By that quirk, the cruiser escaped the fiery hell of Pearl Harbor and was with the group that made the first independent American reprisal. The Enterprise carrier with that task group, launched planes which cut down some of the straggling Jap sneak attackers.
The task group refueled at smoldering Pearl Harbor, then patrolled the area near Oahu against a reappearance of the Japanese fleet. The next patrol duty, ten days later, was scheduled originally to provide relief for besieged Wake, but with the fall of that atoll, it was switched to cover reinforcement of Midway and then of far-off Samoa.
Then the Salt Lake City participated in the first American offensive action of the war.

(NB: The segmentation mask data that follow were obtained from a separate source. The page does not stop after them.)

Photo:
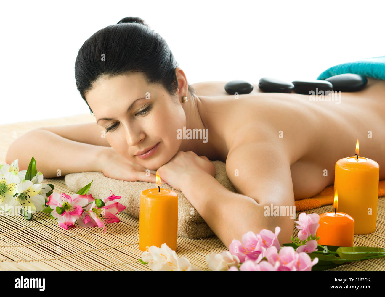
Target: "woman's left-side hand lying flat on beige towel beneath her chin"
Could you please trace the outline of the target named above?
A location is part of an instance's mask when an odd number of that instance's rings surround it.
[[[97,156],[97,163],[99,171],[111,179],[156,183],[155,174],[148,170],[146,172],[146,167],[122,157],[112,147],[102,148]]]

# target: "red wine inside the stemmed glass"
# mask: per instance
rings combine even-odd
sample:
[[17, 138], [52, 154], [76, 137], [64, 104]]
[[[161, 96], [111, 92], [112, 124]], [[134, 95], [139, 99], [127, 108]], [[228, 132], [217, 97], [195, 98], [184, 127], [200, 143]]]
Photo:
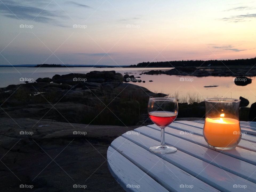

On February 1, 1942, a task group commanded by Rear Admiral Halsey, U.S.N., conducted an air and surface bombardment of Wotje atoll, one of the principal Jap bases in the mandated Marshall Islands. The Salt Lake City opened fire a few seconds before her fellow ships. The fact has never been officially established, but is probable that her missiles were the first American naval shells of the war to fall on Jap-held land.